Hoteliers können sich rechtfertigen
Etwa jeder zehnte Beitrag wird bei «Holidaycheck» nicht aufgeschaltet. Der grösste Teil davon weil beleidigende Aussagen darin enthalten sind. Andere erscheinen nicht auf der Plattform, weil der Verdacht besteht, dass der Eintrag vom Hotelier selbst verfasst sein könnte. Und dann wird «Holidaycheck» aktiv. «Wir schreiben dann das Hotel an und bitten um eine Stellungnahme», so Kramer. «Der Hotelier hat dann die Chance, den Verdacht auszuräumen, den Vorwurf innerhalb seines Teams abzuklären. Erst wenn der Hotelier nicht reagiert oder die Vorwürfe abweist, dann kommt unser grauer Warnhinweis neben das entsprechende Hotel auf unserer Seite. Und wenn ganz sicher ist, dass manipuliert wird, bringt «Holidaycheck» ein roter Stempel an. Kann der Verdacht widerlegt werden, wird der Warnhinweis umgehend entfernt.
Sogar Werbeagenturen werden beauftragt
Rechtsanwältin Nathalie Glaus hat eine Arbeit zu deisem Thema geschrieben. Sie bewertet diese Entwicklung positiv: «Prinzipiell ist das sehr begrüssenswert. Hotelbewertungen sind vermehrt wettbewerbswirksam. Konsumenten machen ihre Entscheide immer mehr auch von solchen Hotel-Bewertungen abhängig. Und da ist sicher gut, wenn sich ein Anbieter einer solchen Plattform für den Inhalt verantwortlich fühlt.»
Sie bezweifelt aber, dass alle gefälschten Einträge herausgefiltert und alle schwarzen Hotelier-Schafe gefunden werden können.

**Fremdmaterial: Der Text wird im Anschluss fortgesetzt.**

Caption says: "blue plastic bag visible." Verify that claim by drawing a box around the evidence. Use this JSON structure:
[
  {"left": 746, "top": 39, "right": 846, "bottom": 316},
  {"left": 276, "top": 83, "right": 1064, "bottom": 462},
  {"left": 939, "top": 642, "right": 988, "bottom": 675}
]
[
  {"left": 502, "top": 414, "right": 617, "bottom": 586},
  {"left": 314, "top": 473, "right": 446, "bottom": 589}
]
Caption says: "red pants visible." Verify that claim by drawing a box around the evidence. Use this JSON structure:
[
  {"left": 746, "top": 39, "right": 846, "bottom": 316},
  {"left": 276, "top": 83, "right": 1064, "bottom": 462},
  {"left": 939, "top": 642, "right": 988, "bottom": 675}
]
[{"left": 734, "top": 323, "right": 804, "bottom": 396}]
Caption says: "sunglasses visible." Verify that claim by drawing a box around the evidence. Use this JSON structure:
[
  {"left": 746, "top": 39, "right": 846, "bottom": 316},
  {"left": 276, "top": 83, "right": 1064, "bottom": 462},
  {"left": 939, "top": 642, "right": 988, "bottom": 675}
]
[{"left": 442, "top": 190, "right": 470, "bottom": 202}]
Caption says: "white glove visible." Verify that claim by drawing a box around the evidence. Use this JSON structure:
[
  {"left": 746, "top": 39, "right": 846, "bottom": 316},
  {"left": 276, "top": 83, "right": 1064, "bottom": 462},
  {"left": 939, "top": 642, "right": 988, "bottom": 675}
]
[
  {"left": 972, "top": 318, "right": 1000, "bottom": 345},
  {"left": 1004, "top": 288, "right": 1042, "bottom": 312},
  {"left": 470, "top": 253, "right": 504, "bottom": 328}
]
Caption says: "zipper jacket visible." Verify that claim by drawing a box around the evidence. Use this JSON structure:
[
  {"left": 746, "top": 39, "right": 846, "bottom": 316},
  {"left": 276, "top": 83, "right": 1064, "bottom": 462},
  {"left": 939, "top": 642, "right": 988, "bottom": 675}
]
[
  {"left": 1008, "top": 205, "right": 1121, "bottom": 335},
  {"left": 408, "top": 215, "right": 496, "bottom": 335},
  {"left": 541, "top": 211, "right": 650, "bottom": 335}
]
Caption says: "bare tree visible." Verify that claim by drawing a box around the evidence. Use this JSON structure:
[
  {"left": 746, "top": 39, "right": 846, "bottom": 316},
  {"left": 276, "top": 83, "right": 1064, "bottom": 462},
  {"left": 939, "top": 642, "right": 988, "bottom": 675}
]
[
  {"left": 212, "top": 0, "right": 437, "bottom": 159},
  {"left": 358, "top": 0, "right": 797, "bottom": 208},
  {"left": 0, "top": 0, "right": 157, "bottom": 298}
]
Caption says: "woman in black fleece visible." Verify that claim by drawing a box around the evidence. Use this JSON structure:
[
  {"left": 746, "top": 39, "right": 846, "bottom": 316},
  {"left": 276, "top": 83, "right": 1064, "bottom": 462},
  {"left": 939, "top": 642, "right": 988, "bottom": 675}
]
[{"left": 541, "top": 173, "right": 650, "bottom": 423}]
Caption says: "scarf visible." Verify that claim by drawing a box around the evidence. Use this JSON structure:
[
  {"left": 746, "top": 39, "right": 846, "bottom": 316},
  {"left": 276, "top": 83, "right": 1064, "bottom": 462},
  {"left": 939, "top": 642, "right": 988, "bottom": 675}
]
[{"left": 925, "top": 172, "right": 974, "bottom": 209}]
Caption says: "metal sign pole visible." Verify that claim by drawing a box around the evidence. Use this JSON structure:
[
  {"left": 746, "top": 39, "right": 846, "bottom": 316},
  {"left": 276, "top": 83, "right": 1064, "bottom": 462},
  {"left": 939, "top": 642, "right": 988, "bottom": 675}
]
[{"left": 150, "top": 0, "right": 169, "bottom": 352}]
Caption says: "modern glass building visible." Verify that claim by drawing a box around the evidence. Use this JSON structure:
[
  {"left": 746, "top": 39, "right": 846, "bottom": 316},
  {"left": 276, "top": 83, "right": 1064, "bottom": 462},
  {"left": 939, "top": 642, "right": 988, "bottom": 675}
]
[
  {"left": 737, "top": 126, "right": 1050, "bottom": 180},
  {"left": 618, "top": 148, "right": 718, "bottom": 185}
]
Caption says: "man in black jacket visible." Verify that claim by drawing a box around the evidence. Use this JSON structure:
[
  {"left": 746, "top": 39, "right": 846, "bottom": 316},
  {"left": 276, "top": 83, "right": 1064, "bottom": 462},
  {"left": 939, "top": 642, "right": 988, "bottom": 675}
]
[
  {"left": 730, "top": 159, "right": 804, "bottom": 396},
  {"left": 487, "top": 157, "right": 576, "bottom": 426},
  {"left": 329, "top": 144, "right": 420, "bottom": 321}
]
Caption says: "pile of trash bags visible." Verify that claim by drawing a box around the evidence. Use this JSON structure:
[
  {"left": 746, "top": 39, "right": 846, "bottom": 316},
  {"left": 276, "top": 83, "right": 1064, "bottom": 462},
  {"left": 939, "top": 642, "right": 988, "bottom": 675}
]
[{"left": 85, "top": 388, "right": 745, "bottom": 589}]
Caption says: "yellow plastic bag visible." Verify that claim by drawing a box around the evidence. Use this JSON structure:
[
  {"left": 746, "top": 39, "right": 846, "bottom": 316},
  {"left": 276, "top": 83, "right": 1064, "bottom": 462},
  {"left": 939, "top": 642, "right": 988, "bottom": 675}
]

Diese beauftragen nämlich immer mehr auch professionelle Werbefirmen, die mit grossem Aufwand gefälschte Bewertungen ins Internet stellen. Konsument haben so keine Chancen, Fälschungen zu erkennen.
Vorsicht vor allzu positiven Bewertungen
Die Rechtsanwältin empfiehlt daher, bei allzu positiven Bewertungen grundsätzlich vorsichtig zu sein. «Ein Hotel mit Durchschnittsnote sechs ist sicher kritisch zu behandeln.» Ausserdem sollten Interessenten ihrer Meinung nach darauf achten, wieviele Bewertungen abgegeben wurden. «Wenn ein Hotel sehr viele Bewertungen hat, ist der Wahrheitsgehalt vermutlich etwas grösser, als wenn da nur zwei Bewertungen stehen. In einem solchen Fall empfehle ich, sich noch andere Bewertungs-Portale anzusehen und dort weitere Bewertungen zu suchen.»
Auch für die Hoteliers lohnt es sich, ab und zu einen Blick auf diese Bewertungen zu werfen. Denn es komme immer wieder auch vor, dass ein Konkurrent einen schlechten Kommentar hinterlässt. Betroffene Hoteliers können sich dann beim Portalbetreiber melden und sich wehren.